Oral Presentation- Symposium 12th International Mammalogical Congress

What body temperature patterns reveal about the functioning of large free-living mammals (#280)

Andrea Fuller 1 , Robyn S Hetem 2 , Andrew J Loveridge 3 , David W Macdonald 3 , Richard McFarland 4 , Duncan Mitchell 1 , Shane K Maloney 5
  1. Physiology, University of the Witwatersrand, Johannesburg, South Africa
  2. Animal, Plant and Environmental Sciences, University of the Witwatersrand, Johannesburg, South Africa
  3. Zoology, University of Oxford, Oxford, England
  4. Anthropology, University of Wisconsin-Madison, Madison, USA
  5. Physiology, University of Western Australia, Perth, Australia

Although the temperature-regulating system usually acts to maintain mammalian body core temperature high and within narrow daily limits, conspicuous and predictable perturbations to body temperature are evident in large free-living mammals under different physiological states. Through the use of biologging to record body temperatures continuously in large (greater than 5kg) mammals in their natural habitat, we have shown that restriction of food energy or water leads to a trade-off that relaxes thermal regulation and results in heterothermy. Maintaining homeothermy requires a mammal to use energy and water. Dehydrated mammals exhibit higher than normal maximum daily body temperatures, while insufficient energy leads to lower minimum daily body temperatures.

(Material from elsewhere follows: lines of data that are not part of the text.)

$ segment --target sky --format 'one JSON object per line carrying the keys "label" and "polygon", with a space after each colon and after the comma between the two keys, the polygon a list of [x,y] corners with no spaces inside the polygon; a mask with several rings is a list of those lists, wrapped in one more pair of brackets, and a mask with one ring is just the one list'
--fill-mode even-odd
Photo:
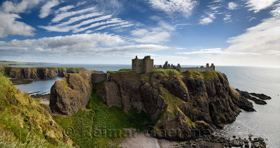
{"label": "sky", "polygon": [[0,60],[280,66],[280,0],[0,1]]}

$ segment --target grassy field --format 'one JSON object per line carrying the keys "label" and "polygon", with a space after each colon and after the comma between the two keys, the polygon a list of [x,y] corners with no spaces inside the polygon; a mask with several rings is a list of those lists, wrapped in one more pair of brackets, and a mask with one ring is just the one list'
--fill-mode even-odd
{"label": "grassy field", "polygon": [[0,147],[66,146],[67,138],[50,114],[3,75],[0,98]]}
{"label": "grassy field", "polygon": [[127,135],[123,128],[142,130],[150,123],[147,114],[136,109],[125,112],[120,107],[108,108],[95,93],[103,84],[95,86],[86,108],[72,116],[53,117],[80,147],[115,147]]}

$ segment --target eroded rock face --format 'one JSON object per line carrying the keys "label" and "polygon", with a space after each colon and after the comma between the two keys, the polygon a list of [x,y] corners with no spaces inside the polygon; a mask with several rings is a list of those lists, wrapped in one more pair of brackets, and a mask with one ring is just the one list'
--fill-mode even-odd
{"label": "eroded rock face", "polygon": [[66,74],[66,68],[13,68],[6,67],[6,71],[10,78],[45,79],[64,77]]}
{"label": "eroded rock face", "polygon": [[[190,131],[212,131],[234,121],[240,109],[255,110],[246,98],[230,87],[224,74],[214,73],[211,78],[164,73],[113,73],[99,94],[108,108],[118,105],[125,111],[136,108],[150,114],[156,121],[156,137],[195,138],[197,135]],[[178,131],[175,135],[160,132],[171,129]]]}
{"label": "eroded rock face", "polygon": [[50,89],[52,112],[71,115],[87,105],[92,92],[90,77],[85,73],[68,74]]}
{"label": "eroded rock face", "polygon": [[0,67],[0,75],[4,74],[5,69],[4,67]]}

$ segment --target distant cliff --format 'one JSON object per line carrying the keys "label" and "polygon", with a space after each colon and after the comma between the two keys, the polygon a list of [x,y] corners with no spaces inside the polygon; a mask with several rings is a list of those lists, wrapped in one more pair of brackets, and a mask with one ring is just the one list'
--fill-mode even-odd
{"label": "distant cliff", "polygon": [[[64,77],[66,73],[78,73],[88,71],[85,68],[51,68],[51,67],[3,67],[10,78],[44,79]],[[0,69],[1,71],[1,69]],[[1,73],[1,72],[0,72]]]}
{"label": "distant cliff", "polygon": [[1,73],[0,119],[0,147],[72,147],[51,114]]}
{"label": "distant cliff", "polygon": [[[52,87],[50,101],[53,103],[50,106],[53,111],[71,114],[77,112],[77,108],[73,110],[71,106],[80,109],[80,101],[88,101],[88,87],[92,89],[92,86],[88,84],[88,78],[85,78],[87,75],[70,75]],[[218,71],[110,73],[106,81],[99,83],[98,87],[95,85],[93,84],[94,93],[102,97],[108,108],[120,106],[125,112],[136,108],[149,114],[154,123],[154,136],[158,138],[195,138],[197,135],[190,131],[211,132],[234,121],[241,109],[255,111],[253,103],[248,101],[250,98],[233,89],[226,75]],[[66,89],[67,92],[61,91]],[[60,93],[57,95],[57,92]],[[176,134],[162,133],[169,130],[175,130]]]}

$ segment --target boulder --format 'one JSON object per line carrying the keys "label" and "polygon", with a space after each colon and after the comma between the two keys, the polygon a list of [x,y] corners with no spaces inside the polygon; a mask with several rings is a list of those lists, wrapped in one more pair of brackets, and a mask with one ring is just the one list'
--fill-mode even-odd
{"label": "boulder", "polygon": [[52,112],[71,115],[85,107],[92,93],[90,77],[85,73],[68,74],[50,89],[50,108]]}

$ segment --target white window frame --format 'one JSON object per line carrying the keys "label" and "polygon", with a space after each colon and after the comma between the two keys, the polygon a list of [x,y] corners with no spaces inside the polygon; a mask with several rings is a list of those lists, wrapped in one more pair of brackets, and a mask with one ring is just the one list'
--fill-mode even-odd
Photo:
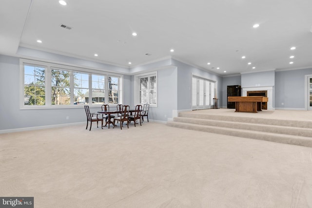
{"label": "white window frame", "polygon": [[150,104],[150,107],[157,107],[158,105],[158,76],[157,71],[154,71],[148,72],[147,73],[140,74],[135,75],[134,81],[135,81],[135,105],[142,105],[144,103],[140,103],[140,79],[141,78],[156,76],[156,87],[155,89],[156,91],[156,104],[148,103]]}
{"label": "white window frame", "polygon": [[[24,105],[24,65],[29,65],[31,66],[40,66],[45,68],[45,105]],[[70,105],[52,105],[51,103],[51,72],[52,69],[59,69],[62,70],[69,71],[71,73],[71,104]],[[88,68],[81,68],[71,64],[63,65],[61,64],[47,62],[41,61],[38,61],[32,59],[27,59],[24,58],[20,59],[20,109],[59,109],[59,108],[83,108],[83,105],[74,105],[74,79],[73,74],[74,72],[78,72],[89,75],[89,100],[92,100],[92,94],[90,91],[92,90],[92,75],[96,74],[105,76],[105,100],[108,100],[108,76],[113,76],[119,77],[118,82],[118,102],[122,104],[123,100],[123,75],[119,74],[111,73],[107,71],[102,70],[97,70]],[[105,103],[109,104],[109,103]],[[89,104],[90,107],[101,106],[102,104]],[[116,105],[110,104],[111,106]]]}

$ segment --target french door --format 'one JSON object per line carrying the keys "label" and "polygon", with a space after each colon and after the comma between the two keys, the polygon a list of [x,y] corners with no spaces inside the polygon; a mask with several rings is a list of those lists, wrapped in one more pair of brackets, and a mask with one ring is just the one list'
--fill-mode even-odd
{"label": "french door", "polygon": [[214,82],[194,76],[192,79],[192,110],[210,109],[214,97]]}
{"label": "french door", "polygon": [[312,111],[312,76],[308,76],[308,110]]}

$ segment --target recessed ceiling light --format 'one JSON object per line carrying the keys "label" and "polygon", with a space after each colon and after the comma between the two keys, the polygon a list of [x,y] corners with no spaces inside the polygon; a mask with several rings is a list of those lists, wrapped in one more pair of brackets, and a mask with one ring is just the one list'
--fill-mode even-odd
{"label": "recessed ceiling light", "polygon": [[66,2],[63,0],[59,0],[58,3],[64,6],[67,4],[67,3],[66,3]]}
{"label": "recessed ceiling light", "polygon": [[254,26],[253,26],[253,27],[254,28],[256,28],[257,27],[259,27],[260,26],[260,25],[259,24],[254,24]]}

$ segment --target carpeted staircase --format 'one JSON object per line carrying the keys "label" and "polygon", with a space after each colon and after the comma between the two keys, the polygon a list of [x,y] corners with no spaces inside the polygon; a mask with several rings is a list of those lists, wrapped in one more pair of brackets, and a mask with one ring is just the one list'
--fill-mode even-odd
{"label": "carpeted staircase", "polygon": [[177,128],[312,147],[312,121],[179,113]]}

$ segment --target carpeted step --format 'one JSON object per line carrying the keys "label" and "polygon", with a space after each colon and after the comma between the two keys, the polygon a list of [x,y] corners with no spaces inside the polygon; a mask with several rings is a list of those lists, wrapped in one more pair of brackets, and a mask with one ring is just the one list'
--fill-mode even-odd
{"label": "carpeted step", "polygon": [[191,130],[312,147],[312,137],[186,123],[177,121],[168,121],[167,125],[174,127]]}
{"label": "carpeted step", "polygon": [[310,128],[292,127],[289,126],[285,127],[277,125],[272,126],[271,125],[267,124],[243,123],[224,120],[203,119],[185,117],[176,117],[174,118],[174,121],[186,123],[192,123],[194,124],[200,124],[202,125],[215,127],[217,126],[235,129],[242,129],[245,130],[256,131],[261,132],[312,137],[312,129]]}
{"label": "carpeted step", "polygon": [[310,121],[282,120],[243,116],[231,116],[220,115],[194,113],[193,113],[188,112],[179,113],[179,117],[312,129],[312,121]]}

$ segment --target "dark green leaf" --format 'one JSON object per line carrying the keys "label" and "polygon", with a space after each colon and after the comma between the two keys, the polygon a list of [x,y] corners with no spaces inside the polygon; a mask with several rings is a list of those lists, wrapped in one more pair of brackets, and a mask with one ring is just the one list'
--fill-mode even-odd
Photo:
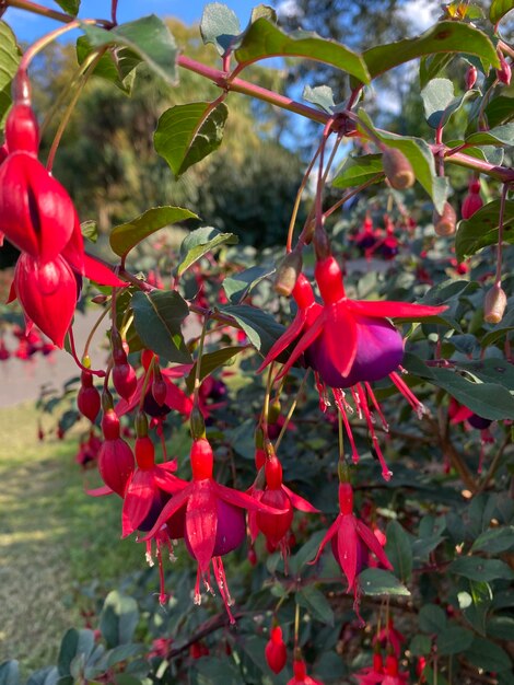
{"label": "dark green leaf", "polygon": [[109,592],[100,615],[100,629],[107,647],[113,649],[131,642],[138,622],[139,611],[136,600],[120,594],[117,590]]}
{"label": "dark green leaf", "polygon": [[11,83],[20,63],[21,50],[16,36],[5,22],[0,21],[0,130],[11,106]]}
{"label": "dark green leaf", "polygon": [[475,97],[477,91],[466,91],[459,97],[454,96],[454,84],[448,79],[433,79],[421,91],[424,116],[429,126],[445,126],[449,117],[457,112],[466,100]]}
{"label": "dark green leaf", "polygon": [[[373,130],[376,137],[386,146],[400,150],[412,165],[417,181],[423,186],[432,198],[435,209],[443,211],[447,195],[447,183],[435,174],[434,156],[429,144],[422,138],[411,138],[409,136],[397,136],[376,129],[367,114],[359,111],[359,117]],[[359,128],[359,124],[358,124]],[[363,131],[365,135],[365,130]]]}
{"label": "dark green leaf", "polygon": [[166,109],[154,133],[157,154],[170,164],[175,177],[208,154],[223,140],[229,109],[224,103],[192,102]]}
{"label": "dark green leaf", "polygon": [[238,304],[260,281],[271,276],[274,269],[250,266],[249,269],[229,276],[223,281],[223,290],[232,304]]}
{"label": "dark green leaf", "polygon": [[227,304],[220,307],[224,314],[233,316],[248,336],[252,345],[261,355],[267,355],[285,328],[272,316],[247,304]]}
{"label": "dark green leaf", "polygon": [[385,552],[393,564],[396,576],[407,583],[412,576],[412,547],[409,534],[398,521],[390,521],[386,531],[387,544]]}
{"label": "dark green leaf", "polygon": [[334,114],[336,103],[334,102],[334,91],[329,85],[306,85],[303,89],[302,97],[313,105],[317,105],[327,114]]}
{"label": "dark green leaf", "polygon": [[80,0],[56,0],[57,4],[68,14],[77,16],[80,9]]}
{"label": "dark green leaf", "polygon": [[177,46],[166,24],[154,14],[143,16],[110,31],[81,24],[93,47],[117,45],[130,48],[161,78],[177,82]]}
{"label": "dark green leaf", "polygon": [[469,55],[480,57],[486,69],[489,69],[490,65],[500,66],[494,46],[484,33],[469,24],[452,21],[437,22],[417,38],[372,47],[365,50],[363,57],[374,79],[398,65],[423,55],[462,53],[464,49]]}
{"label": "dark green leaf", "polygon": [[[200,364],[200,382],[220,367],[223,367],[229,361],[232,361],[234,357],[242,352],[244,349],[244,347],[223,347],[219,350],[215,350],[215,352],[208,352],[207,355],[203,355]],[[195,387],[195,374],[196,362],[186,379],[187,390],[190,393],[192,393],[192,390]]]}
{"label": "dark green leaf", "polygon": [[441,606],[425,604],[419,613],[419,628],[428,635],[439,635],[446,628],[446,613]]}
{"label": "dark green leaf", "polygon": [[481,533],[474,542],[471,552],[499,554],[514,549],[514,525],[490,529]]}
{"label": "dark green leaf", "polygon": [[241,33],[240,20],[226,4],[211,2],[203,9],[200,33],[206,45],[211,43],[220,55],[224,55]]}
{"label": "dark green leaf", "polygon": [[349,156],[338,169],[332,181],[335,188],[351,188],[360,186],[372,178],[375,183],[384,178],[382,154],[363,154],[362,156]]}
{"label": "dark green leaf", "polygon": [[[498,243],[501,200],[488,202],[467,221],[460,221],[455,236],[455,254],[463,262],[488,245]],[[514,201],[505,202],[503,242],[514,244]]]}
{"label": "dark green leaf", "polygon": [[410,595],[407,588],[393,573],[378,568],[367,568],[362,571],[359,574],[359,583],[362,592],[369,595]]}
{"label": "dark green leaf", "polygon": [[306,585],[296,593],[296,602],[307,609],[311,617],[320,623],[334,626],[334,612],[323,592],[314,585]]}
{"label": "dark green leaf", "polygon": [[466,628],[447,626],[437,635],[437,653],[458,654],[471,646],[474,634]]}
{"label": "dark green leaf", "polygon": [[132,247],[155,231],[186,219],[198,217],[182,207],[152,207],[131,221],[115,227],[109,236],[110,248],[120,257],[125,257]]}
{"label": "dark green leaf", "polygon": [[208,252],[221,245],[236,245],[238,237],[233,233],[220,233],[211,227],[203,227],[191,231],[180,245],[180,262],[177,265],[177,276],[182,276],[195,262],[201,259]]}
{"label": "dark green leaf", "polygon": [[504,561],[481,557],[460,557],[449,565],[448,572],[481,582],[514,580],[514,571]]}
{"label": "dark green leaf", "polygon": [[131,307],[136,329],[144,347],[166,362],[192,363],[180,328],[182,322],[189,314],[189,307],[178,292],[137,292]]}
{"label": "dark green leaf", "polygon": [[509,654],[498,645],[483,638],[475,638],[464,655],[467,661],[484,671],[509,671],[512,667]]}
{"label": "dark green leaf", "polygon": [[243,63],[278,56],[306,57],[347,71],[363,83],[370,81],[361,57],[343,45],[325,40],[306,31],[295,31],[288,35],[264,18],[248,27],[235,51],[235,58]]}
{"label": "dark green leaf", "polygon": [[489,8],[491,24],[498,24],[498,22],[513,9],[514,0],[492,0],[491,7]]}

This relaxation of body temperature does not appear to be regulated and moves a mammal closer to its thermal limits of performance. Regulated changes in body temperature are evident in fever and during reproduction. Spontaneous fevers in free-living mammals are characterised by an upward shift in body temperature, without changes to the daily rhythm, which may last from days to weeks. In contrast, a progressive reduction in body temperature is evident in female mammals throughout gestation, with parturition characterised by an immediate return to normal body temperature. Body temperature patterns therefore provide a measure of reproductive phenology, infectious illness, malnutrition and dehydration in large free-living mammals. Long-term biologging of body core temperature therefore provides a tool for us to investigate how large mammals work in the natural environment, and how their functioning may be altered when confronting environmental change.